Cyneburg, St.
CYNEBURG, ST.
Name also spelled Kyneburg (a) or Cyniburg; Benedictine abbess, one of the remarkable progeny of Penda, pagan king of Mercia, all zealous propagators of the faith among whom are several saints; d. c. 680. Before 653 she married Alcfrith, son of King Oswy of Northumbria, himself sub-King of Deira. Probably upon his death, after 664, or possibly, as Florence of Worcester says, "renouncing a marriage of fleshly connection for love of God," she became abbess of the house called after her, Cyneburgecaestre, now Castor, Northamptonshire (where there is still a path called Lady Connyburrow's Way). A doubtful peterborough tradition records her participation in the original endowment of that abbey. In the mid-tenth century her remains were translated there from Castor.
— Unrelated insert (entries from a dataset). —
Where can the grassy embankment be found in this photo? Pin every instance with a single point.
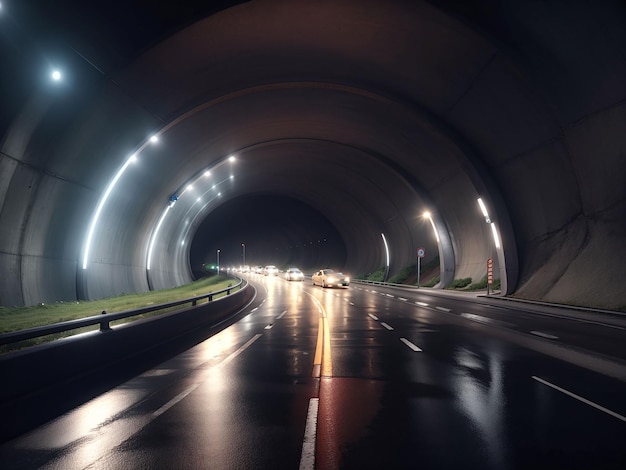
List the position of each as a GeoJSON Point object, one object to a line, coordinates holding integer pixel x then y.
{"type": "Point", "coordinates": [20, 318]}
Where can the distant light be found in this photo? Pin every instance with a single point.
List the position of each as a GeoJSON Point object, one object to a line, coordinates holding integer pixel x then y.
{"type": "Point", "coordinates": [483, 209]}
{"type": "Point", "coordinates": [96, 216]}
{"type": "Point", "coordinates": [386, 248]}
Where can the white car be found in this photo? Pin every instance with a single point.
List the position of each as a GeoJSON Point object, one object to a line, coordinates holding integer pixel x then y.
{"type": "Point", "coordinates": [329, 278]}
{"type": "Point", "coordinates": [294, 274]}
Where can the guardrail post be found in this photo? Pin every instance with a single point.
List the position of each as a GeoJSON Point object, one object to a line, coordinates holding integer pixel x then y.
{"type": "Point", "coordinates": [104, 324]}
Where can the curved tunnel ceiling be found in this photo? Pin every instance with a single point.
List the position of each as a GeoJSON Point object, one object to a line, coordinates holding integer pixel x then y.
{"type": "Point", "coordinates": [362, 114]}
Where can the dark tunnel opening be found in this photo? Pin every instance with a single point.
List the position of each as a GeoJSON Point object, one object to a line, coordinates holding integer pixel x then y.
{"type": "Point", "coordinates": [296, 235]}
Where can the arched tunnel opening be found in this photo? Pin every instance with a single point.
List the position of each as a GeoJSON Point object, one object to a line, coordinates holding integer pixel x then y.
{"type": "Point", "coordinates": [363, 115]}
{"type": "Point", "coordinates": [249, 231]}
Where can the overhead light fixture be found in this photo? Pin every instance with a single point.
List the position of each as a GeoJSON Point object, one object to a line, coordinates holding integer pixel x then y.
{"type": "Point", "coordinates": [386, 249]}
{"type": "Point", "coordinates": [496, 238]}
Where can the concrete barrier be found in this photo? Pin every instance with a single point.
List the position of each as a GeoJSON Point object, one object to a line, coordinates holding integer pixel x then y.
{"type": "Point", "coordinates": [30, 370]}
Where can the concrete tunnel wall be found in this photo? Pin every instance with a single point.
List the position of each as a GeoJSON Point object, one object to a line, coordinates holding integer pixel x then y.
{"type": "Point", "coordinates": [473, 102]}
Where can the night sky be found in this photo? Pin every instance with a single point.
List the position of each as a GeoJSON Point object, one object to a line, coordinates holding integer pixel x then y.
{"type": "Point", "coordinates": [294, 235]}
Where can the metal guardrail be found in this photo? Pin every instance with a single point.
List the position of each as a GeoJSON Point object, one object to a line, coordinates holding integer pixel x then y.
{"type": "Point", "coordinates": [105, 319]}
{"type": "Point", "coordinates": [380, 283]}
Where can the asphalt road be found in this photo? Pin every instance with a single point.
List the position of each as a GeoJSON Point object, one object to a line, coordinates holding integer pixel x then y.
{"type": "Point", "coordinates": [352, 378]}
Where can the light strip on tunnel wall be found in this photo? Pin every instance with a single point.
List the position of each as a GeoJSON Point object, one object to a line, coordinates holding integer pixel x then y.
{"type": "Point", "coordinates": [103, 200]}
{"type": "Point", "coordinates": [483, 209]}
{"type": "Point", "coordinates": [432, 224]}
{"type": "Point", "coordinates": [494, 231]}
{"type": "Point", "coordinates": [386, 248]}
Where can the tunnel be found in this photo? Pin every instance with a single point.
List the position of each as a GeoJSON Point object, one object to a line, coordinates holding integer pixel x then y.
{"type": "Point", "coordinates": [344, 133]}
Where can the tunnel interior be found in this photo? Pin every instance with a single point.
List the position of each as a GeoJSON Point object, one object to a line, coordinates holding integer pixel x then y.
{"type": "Point", "coordinates": [175, 131]}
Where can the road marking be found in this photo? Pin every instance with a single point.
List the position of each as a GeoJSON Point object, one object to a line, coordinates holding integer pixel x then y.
{"type": "Point", "coordinates": [183, 394]}
{"type": "Point", "coordinates": [584, 400]}
{"type": "Point", "coordinates": [322, 363]}
{"type": "Point", "coordinates": [410, 345]}
{"type": "Point", "coordinates": [544, 335]}
{"type": "Point", "coordinates": [307, 458]}
{"type": "Point", "coordinates": [174, 400]}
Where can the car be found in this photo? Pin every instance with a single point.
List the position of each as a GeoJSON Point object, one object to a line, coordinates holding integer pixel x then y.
{"type": "Point", "coordinates": [294, 274]}
{"type": "Point", "coordinates": [270, 270]}
{"type": "Point", "coordinates": [330, 278]}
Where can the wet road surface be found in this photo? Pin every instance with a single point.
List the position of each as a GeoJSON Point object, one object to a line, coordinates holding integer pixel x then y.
{"type": "Point", "coordinates": [355, 378]}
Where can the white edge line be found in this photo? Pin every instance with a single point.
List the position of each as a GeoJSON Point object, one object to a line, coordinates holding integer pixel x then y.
{"type": "Point", "coordinates": [307, 458]}
{"type": "Point", "coordinates": [410, 345]}
{"type": "Point", "coordinates": [174, 400]}
{"type": "Point", "coordinates": [183, 394]}
{"type": "Point", "coordinates": [584, 400]}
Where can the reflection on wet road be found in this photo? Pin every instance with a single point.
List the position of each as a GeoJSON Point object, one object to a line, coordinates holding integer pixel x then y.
{"type": "Point", "coordinates": [357, 378]}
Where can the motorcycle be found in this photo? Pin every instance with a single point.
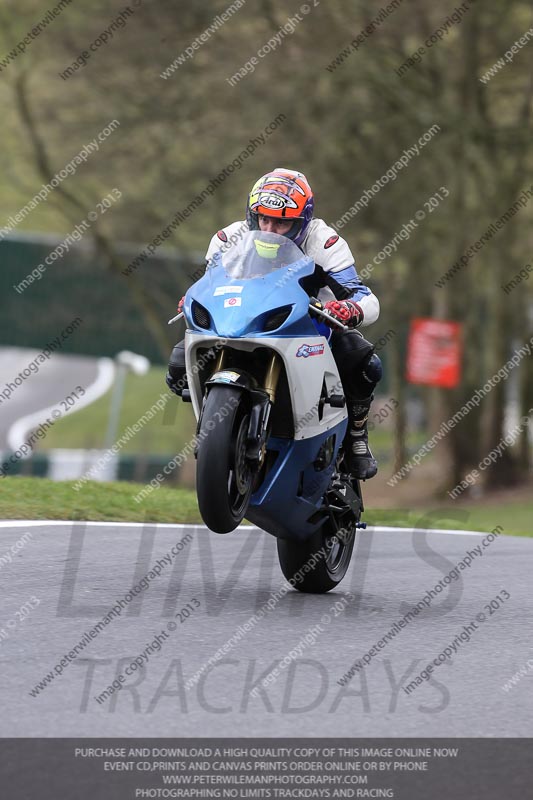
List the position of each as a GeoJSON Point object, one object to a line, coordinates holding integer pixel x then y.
{"type": "Point", "coordinates": [271, 414]}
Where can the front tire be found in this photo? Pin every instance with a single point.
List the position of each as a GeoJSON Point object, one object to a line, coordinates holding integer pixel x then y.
{"type": "Point", "coordinates": [224, 478]}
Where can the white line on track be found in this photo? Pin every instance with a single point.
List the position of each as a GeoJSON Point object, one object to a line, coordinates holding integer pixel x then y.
{"type": "Point", "coordinates": [15, 523]}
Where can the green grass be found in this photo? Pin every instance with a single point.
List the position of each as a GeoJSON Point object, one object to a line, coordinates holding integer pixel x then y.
{"type": "Point", "coordinates": [38, 498]}
{"type": "Point", "coordinates": [165, 434]}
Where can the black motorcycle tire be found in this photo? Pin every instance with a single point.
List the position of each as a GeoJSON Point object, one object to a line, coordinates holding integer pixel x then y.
{"type": "Point", "coordinates": [224, 479]}
{"type": "Point", "coordinates": [326, 555]}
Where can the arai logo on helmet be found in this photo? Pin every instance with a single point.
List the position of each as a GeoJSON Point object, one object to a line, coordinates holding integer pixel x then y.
{"type": "Point", "coordinates": [271, 201]}
{"type": "Point", "coordinates": [306, 350]}
{"type": "Point", "coordinates": [276, 201]}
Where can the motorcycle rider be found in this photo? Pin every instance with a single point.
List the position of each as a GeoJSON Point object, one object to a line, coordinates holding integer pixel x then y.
{"type": "Point", "coordinates": [282, 202]}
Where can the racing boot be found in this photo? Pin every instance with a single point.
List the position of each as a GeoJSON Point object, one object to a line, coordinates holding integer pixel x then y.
{"type": "Point", "coordinates": [358, 456]}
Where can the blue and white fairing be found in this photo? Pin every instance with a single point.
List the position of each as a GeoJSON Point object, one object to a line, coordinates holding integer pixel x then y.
{"type": "Point", "coordinates": [251, 297]}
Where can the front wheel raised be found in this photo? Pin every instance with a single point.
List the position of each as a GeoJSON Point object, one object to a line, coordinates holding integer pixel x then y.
{"type": "Point", "coordinates": [224, 478]}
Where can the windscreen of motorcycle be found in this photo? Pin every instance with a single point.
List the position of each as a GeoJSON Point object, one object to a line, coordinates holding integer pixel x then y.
{"type": "Point", "coordinates": [259, 253]}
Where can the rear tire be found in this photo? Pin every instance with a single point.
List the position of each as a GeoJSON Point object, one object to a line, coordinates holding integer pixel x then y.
{"type": "Point", "coordinates": [224, 478]}
{"type": "Point", "coordinates": [326, 555]}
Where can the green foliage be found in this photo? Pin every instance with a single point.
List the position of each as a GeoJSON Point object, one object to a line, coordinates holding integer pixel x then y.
{"type": "Point", "coordinates": [345, 127]}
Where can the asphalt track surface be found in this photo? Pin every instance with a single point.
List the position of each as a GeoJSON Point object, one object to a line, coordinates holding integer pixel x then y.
{"type": "Point", "coordinates": [78, 571]}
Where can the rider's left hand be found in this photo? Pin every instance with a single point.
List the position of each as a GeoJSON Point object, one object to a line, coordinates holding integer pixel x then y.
{"type": "Point", "coordinates": [346, 311]}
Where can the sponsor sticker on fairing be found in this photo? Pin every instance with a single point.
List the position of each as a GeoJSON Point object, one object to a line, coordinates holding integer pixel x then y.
{"type": "Point", "coordinates": [227, 290]}
{"type": "Point", "coordinates": [306, 350]}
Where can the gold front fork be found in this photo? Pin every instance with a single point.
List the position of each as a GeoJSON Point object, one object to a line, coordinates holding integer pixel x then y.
{"type": "Point", "coordinates": [272, 376]}
{"type": "Point", "coordinates": [219, 362]}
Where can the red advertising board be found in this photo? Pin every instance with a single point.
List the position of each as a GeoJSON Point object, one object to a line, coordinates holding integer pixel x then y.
{"type": "Point", "coordinates": [434, 353]}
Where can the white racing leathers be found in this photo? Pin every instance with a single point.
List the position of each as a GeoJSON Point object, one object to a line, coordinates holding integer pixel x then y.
{"type": "Point", "coordinates": [335, 273]}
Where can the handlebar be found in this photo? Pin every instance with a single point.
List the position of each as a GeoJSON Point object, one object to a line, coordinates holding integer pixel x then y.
{"type": "Point", "coordinates": [317, 308]}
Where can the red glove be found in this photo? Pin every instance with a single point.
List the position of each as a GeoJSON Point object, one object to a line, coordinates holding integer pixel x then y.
{"type": "Point", "coordinates": [346, 311]}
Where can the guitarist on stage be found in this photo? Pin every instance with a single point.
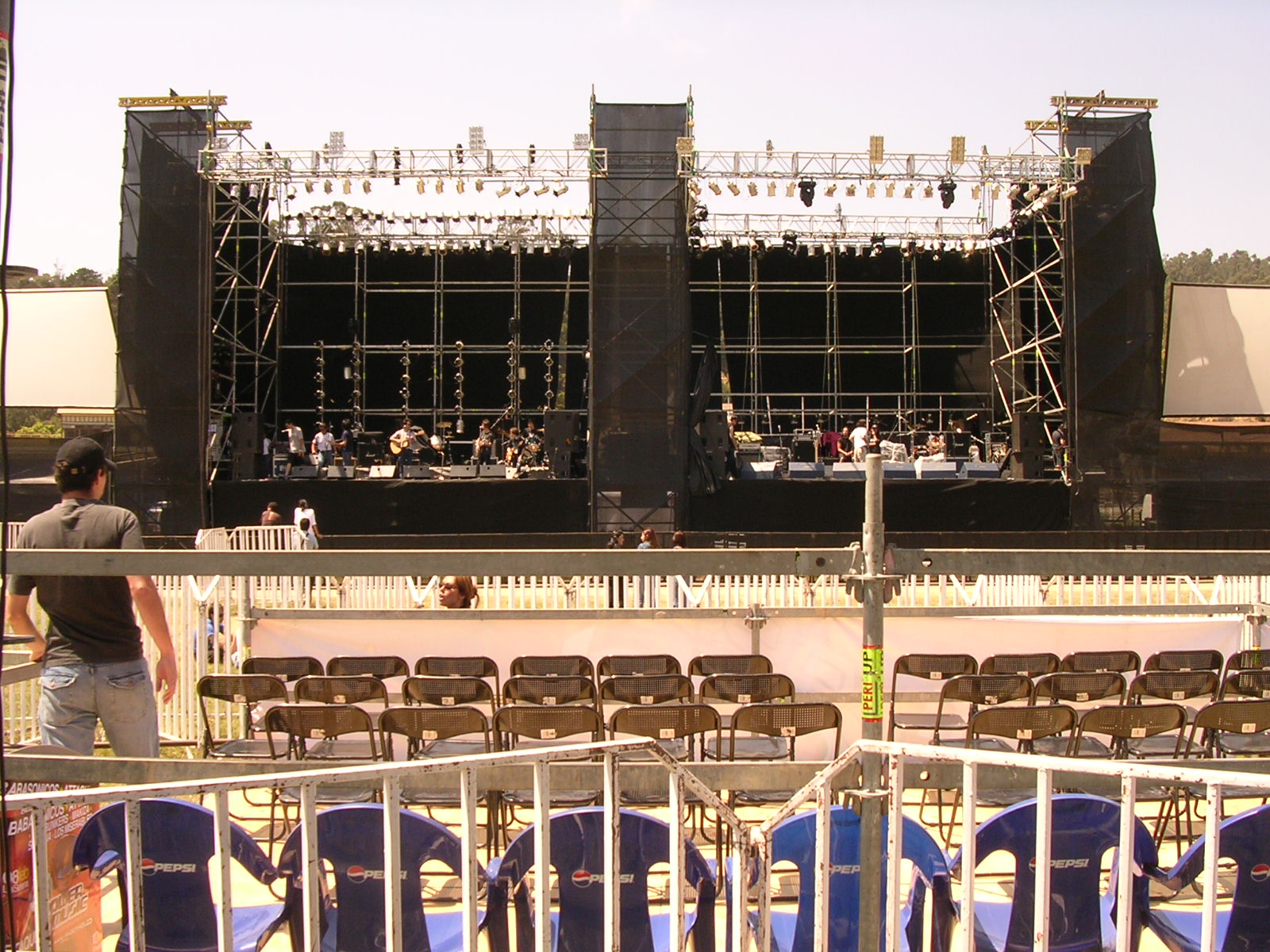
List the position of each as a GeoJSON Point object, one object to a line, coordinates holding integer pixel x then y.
{"type": "Point", "coordinates": [406, 443]}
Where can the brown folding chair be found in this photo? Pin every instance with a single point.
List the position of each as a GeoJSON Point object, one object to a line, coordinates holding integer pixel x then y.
{"type": "Point", "coordinates": [381, 666]}
{"type": "Point", "coordinates": [448, 692]}
{"type": "Point", "coordinates": [929, 668]}
{"type": "Point", "coordinates": [461, 666]}
{"type": "Point", "coordinates": [622, 666]}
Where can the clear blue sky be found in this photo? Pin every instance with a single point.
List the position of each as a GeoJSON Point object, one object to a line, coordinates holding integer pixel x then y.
{"type": "Point", "coordinates": [806, 75]}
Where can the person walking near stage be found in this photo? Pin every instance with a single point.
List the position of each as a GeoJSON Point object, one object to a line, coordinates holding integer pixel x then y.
{"type": "Point", "coordinates": [94, 670]}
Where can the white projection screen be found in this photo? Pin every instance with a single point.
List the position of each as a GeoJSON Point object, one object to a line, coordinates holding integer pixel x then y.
{"type": "Point", "coordinates": [1218, 352]}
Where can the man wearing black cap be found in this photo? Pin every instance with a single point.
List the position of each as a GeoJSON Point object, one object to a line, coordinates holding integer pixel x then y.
{"type": "Point", "coordinates": [93, 663]}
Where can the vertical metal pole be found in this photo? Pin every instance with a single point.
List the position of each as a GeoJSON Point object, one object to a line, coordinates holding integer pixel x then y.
{"type": "Point", "coordinates": [870, 714]}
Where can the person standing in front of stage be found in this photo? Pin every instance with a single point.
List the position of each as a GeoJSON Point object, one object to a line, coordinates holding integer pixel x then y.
{"type": "Point", "coordinates": [94, 670]}
{"type": "Point", "coordinates": [296, 446]}
{"type": "Point", "coordinates": [645, 585]}
{"type": "Point", "coordinates": [324, 444]}
{"type": "Point", "coordinates": [272, 516]}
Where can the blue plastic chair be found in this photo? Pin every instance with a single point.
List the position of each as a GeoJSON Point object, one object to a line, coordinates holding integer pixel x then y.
{"type": "Point", "coordinates": [177, 843]}
{"type": "Point", "coordinates": [1246, 923]}
{"type": "Point", "coordinates": [1081, 917]}
{"type": "Point", "coordinates": [578, 857]}
{"type": "Point", "coordinates": [794, 841]}
{"type": "Point", "coordinates": [351, 838]}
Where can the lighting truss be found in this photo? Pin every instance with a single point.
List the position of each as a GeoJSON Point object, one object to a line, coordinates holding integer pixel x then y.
{"type": "Point", "coordinates": [225, 164]}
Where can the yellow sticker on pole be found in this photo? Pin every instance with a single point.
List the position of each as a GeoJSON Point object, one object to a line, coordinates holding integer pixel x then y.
{"type": "Point", "coordinates": [870, 691]}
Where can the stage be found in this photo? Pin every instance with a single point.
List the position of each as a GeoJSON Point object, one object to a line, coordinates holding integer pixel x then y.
{"type": "Point", "coordinates": [558, 507]}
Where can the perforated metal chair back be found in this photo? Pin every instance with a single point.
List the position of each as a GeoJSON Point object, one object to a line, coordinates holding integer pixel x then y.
{"type": "Point", "coordinates": [1123, 662]}
{"type": "Point", "coordinates": [746, 689]}
{"type": "Point", "coordinates": [376, 666]}
{"type": "Point", "coordinates": [1024, 725]}
{"type": "Point", "coordinates": [1191, 660]}
{"type": "Point", "coordinates": [552, 666]}
{"type": "Point", "coordinates": [704, 666]}
{"type": "Point", "coordinates": [645, 689]}
{"type": "Point", "coordinates": [341, 689]}
{"type": "Point", "coordinates": [448, 692]}
{"type": "Point", "coordinates": [463, 666]}
{"type": "Point", "coordinates": [620, 666]}
{"type": "Point", "coordinates": [543, 689]}
{"type": "Point", "coordinates": [1030, 666]}
{"type": "Point", "coordinates": [1080, 687]}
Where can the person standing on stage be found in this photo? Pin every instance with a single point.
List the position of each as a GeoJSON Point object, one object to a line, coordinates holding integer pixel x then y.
{"type": "Point", "coordinates": [94, 670]}
{"type": "Point", "coordinates": [324, 444]}
{"type": "Point", "coordinates": [296, 446]}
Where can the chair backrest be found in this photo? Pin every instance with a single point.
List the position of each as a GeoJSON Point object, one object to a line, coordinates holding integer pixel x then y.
{"type": "Point", "coordinates": [1024, 725]}
{"type": "Point", "coordinates": [1174, 685]}
{"type": "Point", "coordinates": [1242, 839]}
{"type": "Point", "coordinates": [794, 841]}
{"type": "Point", "coordinates": [549, 689]}
{"type": "Point", "coordinates": [746, 689]}
{"type": "Point", "coordinates": [351, 838]}
{"type": "Point", "coordinates": [578, 854]}
{"type": "Point", "coordinates": [302, 724]}
{"type": "Point", "coordinates": [667, 721]}
{"type": "Point", "coordinates": [554, 666]}
{"type": "Point", "coordinates": [618, 666]}
{"type": "Point", "coordinates": [461, 666]}
{"type": "Point", "coordinates": [376, 666]}
{"type": "Point", "coordinates": [1248, 682]}
{"type": "Point", "coordinates": [177, 843]}
{"type": "Point", "coordinates": [1241, 717]}
{"type": "Point", "coordinates": [292, 668]}
{"type": "Point", "coordinates": [448, 692]}
{"type": "Point", "coordinates": [1083, 828]}
{"type": "Point", "coordinates": [544, 723]}
{"type": "Point", "coordinates": [1122, 662]}
{"type": "Point", "coordinates": [791, 721]}
{"type": "Point", "coordinates": [1191, 660]}
{"type": "Point", "coordinates": [1080, 687]}
{"type": "Point", "coordinates": [702, 666]}
{"type": "Point", "coordinates": [423, 725]}
{"type": "Point", "coordinates": [1032, 664]}
{"type": "Point", "coordinates": [341, 689]}
{"type": "Point", "coordinates": [1126, 723]}
{"type": "Point", "coordinates": [647, 689]}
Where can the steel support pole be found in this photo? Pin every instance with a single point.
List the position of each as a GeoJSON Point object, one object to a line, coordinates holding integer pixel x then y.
{"type": "Point", "coordinates": [870, 714]}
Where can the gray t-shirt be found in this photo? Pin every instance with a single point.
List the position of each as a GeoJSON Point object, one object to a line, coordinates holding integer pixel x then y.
{"type": "Point", "coordinates": [90, 619]}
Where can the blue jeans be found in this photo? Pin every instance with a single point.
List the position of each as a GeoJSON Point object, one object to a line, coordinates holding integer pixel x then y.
{"type": "Point", "coordinates": [75, 696]}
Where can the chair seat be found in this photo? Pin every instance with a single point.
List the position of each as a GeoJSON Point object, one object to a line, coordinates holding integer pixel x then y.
{"type": "Point", "coordinates": [751, 749]}
{"type": "Point", "coordinates": [249, 924]}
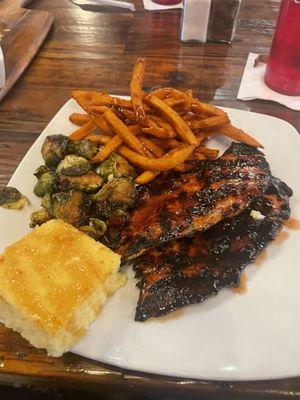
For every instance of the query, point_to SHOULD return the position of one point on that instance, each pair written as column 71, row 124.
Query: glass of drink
column 283, row 68
column 167, row 2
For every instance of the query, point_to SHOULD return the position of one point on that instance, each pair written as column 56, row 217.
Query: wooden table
column 97, row 50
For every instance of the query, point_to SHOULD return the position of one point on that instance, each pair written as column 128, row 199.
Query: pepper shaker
column 209, row 20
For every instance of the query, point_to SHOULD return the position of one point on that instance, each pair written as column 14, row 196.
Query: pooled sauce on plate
column 170, row 317
column 242, row 288
column 281, row 237
column 261, row 258
column 293, row 224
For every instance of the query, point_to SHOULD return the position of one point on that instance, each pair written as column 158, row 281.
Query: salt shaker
column 209, row 20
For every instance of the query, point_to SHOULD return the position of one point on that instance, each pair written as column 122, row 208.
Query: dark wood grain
column 22, row 33
column 97, row 50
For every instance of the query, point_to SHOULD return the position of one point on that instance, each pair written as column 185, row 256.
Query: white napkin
column 149, row 5
column 2, row 70
column 253, row 86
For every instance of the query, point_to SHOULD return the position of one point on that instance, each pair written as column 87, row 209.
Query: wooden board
column 21, row 34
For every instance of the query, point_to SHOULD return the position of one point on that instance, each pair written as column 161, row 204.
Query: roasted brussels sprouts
column 72, row 207
column 39, row 217
column 95, row 229
column 45, row 184
column 89, row 182
column 42, row 169
column 99, row 225
column 73, row 166
column 83, row 148
column 47, row 203
column 54, row 149
column 120, row 192
column 11, row 198
column 116, row 166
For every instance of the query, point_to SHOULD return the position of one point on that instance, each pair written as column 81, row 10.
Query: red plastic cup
column 283, row 68
column 167, row 2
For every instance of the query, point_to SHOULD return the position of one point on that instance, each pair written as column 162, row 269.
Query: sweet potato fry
column 102, row 125
column 104, row 99
column 125, row 134
column 178, row 123
column 79, row 119
column 198, row 107
column 137, row 92
column 146, row 177
column 103, row 139
column 83, row 131
column 151, row 146
column 168, row 161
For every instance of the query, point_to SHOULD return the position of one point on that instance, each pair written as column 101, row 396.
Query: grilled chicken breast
column 180, row 204
column 188, row 270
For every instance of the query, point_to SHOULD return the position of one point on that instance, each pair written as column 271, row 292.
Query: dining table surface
column 92, row 48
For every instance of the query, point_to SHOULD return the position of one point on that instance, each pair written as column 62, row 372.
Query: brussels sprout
column 99, row 225
column 90, row 231
column 11, row 198
column 119, row 192
column 54, row 149
column 42, row 169
column 39, row 217
column 72, row 207
column 83, row 148
column 89, row 182
column 47, row 203
column 73, row 166
column 45, row 184
column 117, row 167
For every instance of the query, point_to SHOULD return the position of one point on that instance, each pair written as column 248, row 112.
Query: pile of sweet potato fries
column 157, row 131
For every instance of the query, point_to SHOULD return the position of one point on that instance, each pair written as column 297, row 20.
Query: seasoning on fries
column 162, row 130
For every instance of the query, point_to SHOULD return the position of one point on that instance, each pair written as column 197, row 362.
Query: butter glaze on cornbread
column 53, row 283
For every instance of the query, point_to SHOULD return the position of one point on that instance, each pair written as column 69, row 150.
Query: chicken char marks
column 177, row 205
column 189, row 270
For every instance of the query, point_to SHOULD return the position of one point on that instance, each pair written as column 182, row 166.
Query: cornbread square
column 53, row 283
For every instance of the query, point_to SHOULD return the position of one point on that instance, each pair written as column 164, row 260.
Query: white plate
column 252, row 336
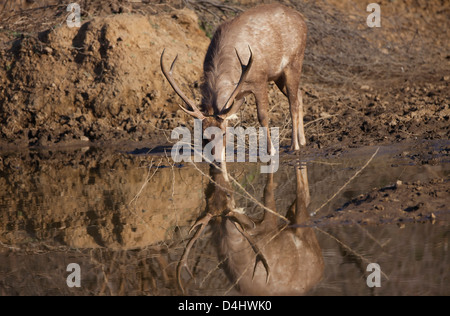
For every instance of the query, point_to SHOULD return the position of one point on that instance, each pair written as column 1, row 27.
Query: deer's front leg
column 301, row 131
column 262, row 105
Her name occurs with Alcfrith's in runic on the Bewcastle Cross.
Feast: March 6.
Bibliography: Acta Sanctae Sedis March 1:440–446. bede, Ecclesiastical History 3.21. florence of worcester, The Chronicle … with the Two Continuations, tr. t. forester (London 1854) 37. j. earle and c. plummer, eds., Two of the Saxon Chronicles Parallel, 2 v. (Oxford 1892–99) years 656, 675, 963, with notes. a. m. zimmermann, Kalendarium Benedictinum (Metten 1933–38) 1:293–294.